Image & Video

MLICv2: Enhanced Multi-Reference Entropy Modeling for Learned Image Compression

New learned compression model reduces file sizes 20-24% better than current industry standard VVC.

Deep Dive

A research team from Peking University and Peng Cheng Laboratory has unveiled MLICv2 and its enhanced variant MLICv2+, marking a significant leap in learned image compression (LIC). These models systematically address key limitations of previous AI-based codecs, particularly performance degradation at high bitrates and suboptimal entropy modeling. The announcement, detailed in a paper accepted to ACM TOMM, demonstrates that these successors to the MLIC series substantially outperform the current industry benchmark, Versatile Video Coding (VVC) Intra, setting a new state-of-the-art for compression efficiency.
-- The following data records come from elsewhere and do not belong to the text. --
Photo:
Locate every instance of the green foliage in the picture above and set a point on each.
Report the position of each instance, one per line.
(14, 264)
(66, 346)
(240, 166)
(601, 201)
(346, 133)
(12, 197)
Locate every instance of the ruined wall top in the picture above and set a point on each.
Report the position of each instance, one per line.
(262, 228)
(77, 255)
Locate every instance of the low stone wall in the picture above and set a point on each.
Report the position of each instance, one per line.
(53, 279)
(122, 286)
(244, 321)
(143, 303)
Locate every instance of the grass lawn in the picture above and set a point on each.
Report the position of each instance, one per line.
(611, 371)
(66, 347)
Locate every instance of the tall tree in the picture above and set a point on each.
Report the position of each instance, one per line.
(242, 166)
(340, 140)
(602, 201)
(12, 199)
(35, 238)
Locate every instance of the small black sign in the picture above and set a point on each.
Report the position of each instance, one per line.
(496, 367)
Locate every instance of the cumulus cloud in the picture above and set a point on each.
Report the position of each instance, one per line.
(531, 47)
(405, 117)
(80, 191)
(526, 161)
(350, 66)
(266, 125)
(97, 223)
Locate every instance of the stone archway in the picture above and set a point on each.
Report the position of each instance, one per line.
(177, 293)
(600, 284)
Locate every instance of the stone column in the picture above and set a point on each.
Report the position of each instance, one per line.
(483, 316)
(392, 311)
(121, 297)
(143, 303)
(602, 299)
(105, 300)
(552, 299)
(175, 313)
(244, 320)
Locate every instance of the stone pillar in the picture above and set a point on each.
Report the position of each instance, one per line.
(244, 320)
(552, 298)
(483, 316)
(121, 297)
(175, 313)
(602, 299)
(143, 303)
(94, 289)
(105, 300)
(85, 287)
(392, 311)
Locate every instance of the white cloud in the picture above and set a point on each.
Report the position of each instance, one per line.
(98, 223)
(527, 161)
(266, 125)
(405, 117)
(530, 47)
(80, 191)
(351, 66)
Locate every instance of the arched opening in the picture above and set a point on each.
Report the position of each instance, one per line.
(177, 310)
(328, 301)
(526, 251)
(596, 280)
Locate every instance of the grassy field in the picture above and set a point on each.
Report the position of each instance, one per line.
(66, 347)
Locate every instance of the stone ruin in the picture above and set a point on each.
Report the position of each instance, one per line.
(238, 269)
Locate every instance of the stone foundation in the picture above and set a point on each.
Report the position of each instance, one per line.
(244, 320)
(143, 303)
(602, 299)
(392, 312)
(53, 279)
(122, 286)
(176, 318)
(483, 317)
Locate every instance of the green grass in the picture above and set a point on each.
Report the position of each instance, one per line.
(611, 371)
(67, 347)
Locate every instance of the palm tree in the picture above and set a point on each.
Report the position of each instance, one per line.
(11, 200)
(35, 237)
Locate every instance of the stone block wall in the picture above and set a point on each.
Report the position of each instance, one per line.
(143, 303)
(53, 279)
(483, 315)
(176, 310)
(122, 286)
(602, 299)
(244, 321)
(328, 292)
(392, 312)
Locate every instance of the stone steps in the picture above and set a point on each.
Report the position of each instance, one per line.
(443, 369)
The technical breakthroughs include a lightweight token mixing block inspired by MetaFormer architecture to boost transform capacity, and a novel hyperprior-guided global correlation prediction mechanism that captures global context from the very first slice of data. Combined with a channel reweighting module and exploration of Stochastic Gumbel Annealing for instance-specific optimization, the models achieve remarkable rate reductions of 16.54% to 24.35% across standard datasets like Kodak and CLIC Pro. This advancement signals a shift where AI-native codecs can consistently outperform traditional, hand-engineered standards, paving the way for more efficient image storage and transmission across the web and mobile networks.

Key Points
  • Achieves 16-24% better compression (Bjøntegaard-Delta Rate) than VVC Intra standard on Kodak, Tecnick, and CLIC datasets.
  • Introduces a hyperprior-guided global correlation predictor to capture context from the initial data slice, fixing a key entropy modeling flaw.
  • Uses a lightweight token mixing block to prevent quality loss at high bitrates, maintaining efficiency without heavy computation.

Why It Matters

Enables significantly smaller image files with identical quality, reducing bandwidth costs and storage needs for websites and apps.